Je suis un peu une exception, ayant vécu à côté de la Suisse, visionnant la télé suisse (de meilleure qualité que la française à tous points de vue) et lisant la presse helvétique. Mais la francophonie est une idée assez abstraite, à dire vrai, pour beaucoup de Français.
Un Anglais sait qu'il peut aller étudier dans une fac américaine, et quand un anglais regarde le monde anglophone, il voit des pays développés, et souvent plus riches que le sien : Etats-Unis, Canada, Australie, Nouvelle-Zélande. Malgré quelques (maigres) différences culturelles, il y a quand même une continuité civilisationnelle
pas très beau comme néologisme qui double la continuité linguistique.

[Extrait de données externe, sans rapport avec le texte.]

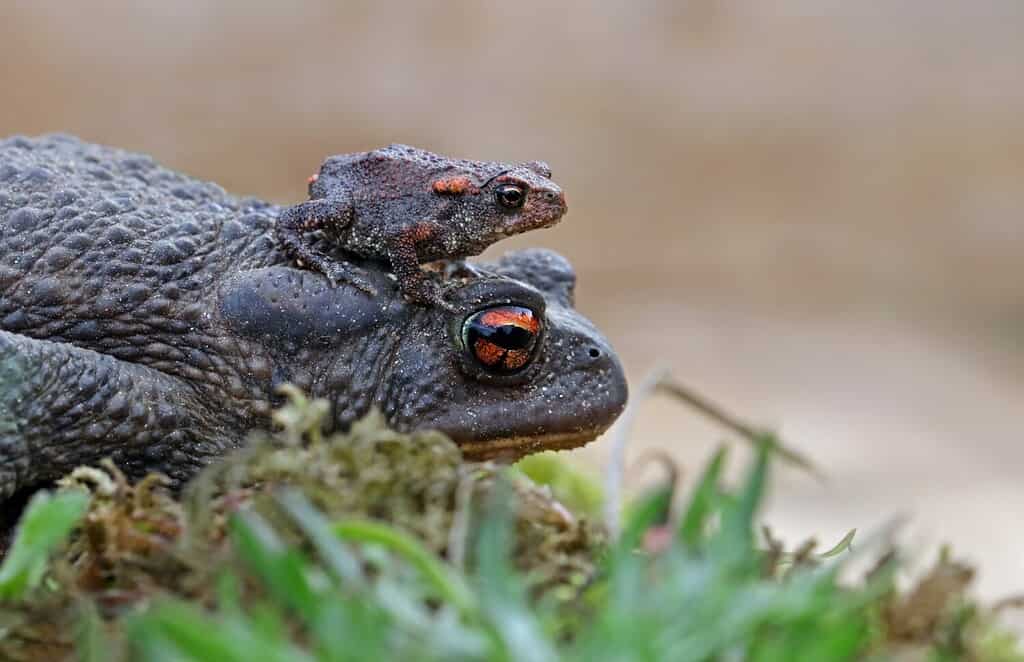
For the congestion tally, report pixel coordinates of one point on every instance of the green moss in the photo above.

Alors que ce n'est pas du tout le cas pour un Français. Les francophones de l'extérieur lorgnent sur la France (Liban, Afrique du Nord et Afrique noire, etc.), et encore : la concurrence avec le monde anglophone est de plus en plus grande, notamment dans le domaine universitaire. Et le contraire ne se produit pas : on ne va pas étudier à Dakar ou à Beyrouth, ni même à Genève ou à Louvain-la-Neuve, qui sont pourtant d'excellentes universités.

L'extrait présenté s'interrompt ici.